Граната взорвалась как раз в тот момент, когда ударилась о вращающиеся лопатки, нарушила баланс мощной турбины и направила всю ее мощь на саму себя, вызвав оргию саморазрушения.
В тот момент, когда Шон заставил упасть лицом на землю одной рукой Клодию, а другой — Минни, двигатель вертолета в одно мгновение разлетелся на части.

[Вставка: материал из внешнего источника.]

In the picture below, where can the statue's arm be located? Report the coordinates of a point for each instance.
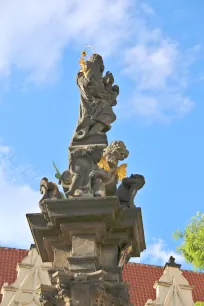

Вертолет тяжело наклонился, так что очередь, которую дал генерал Чайна из пушки, ушла прямо в небо, и машина начала заваливаться на спину. От искалеченного двигателя разлеталось воющее облако дыма и металлических обломков.
Вертолет ударился о склон холма, высоко подпрыгнул, ударился опять и покатился по склону прямо на поднимающуюся цепочку солдат РЕНАМО. Цепочка рассыпалась, и солдаты начали разбегаться, но большинству из них спастись не удалось, грохочущий фюзеляж вертолета накатился на них и увлек их за собой вниз по склону.
Наконец вертолет заскользил на своем пузе, как гигантские сани, и застыл у основания холма, остановленный полосой деревьев. Авиационный бензин, чистый, как вода, фонтаном бил из разорванного главного бака и, сверкая на солнце, разливался по холму. Потрясенные Шон и Клодия стояли на коленях и смотрели на это чудовищное разрушение.
Затем, что самое невероятное, кабина открылась, как раковина огромной устрицы, и оттуда вывалился генерал Чайна. Высоко поднимающийся в утреннем свете фонтан бензина, как садовник-шутник, поливающий сад, окатил генерала с ног до головы своей нежной струей. Бензин насквозь промочил его форму и стекал потеками по его лицу, но Чайна оттолкнулся от содрогающегося фюзеляжа и неровным бегом пустился вниз по склону.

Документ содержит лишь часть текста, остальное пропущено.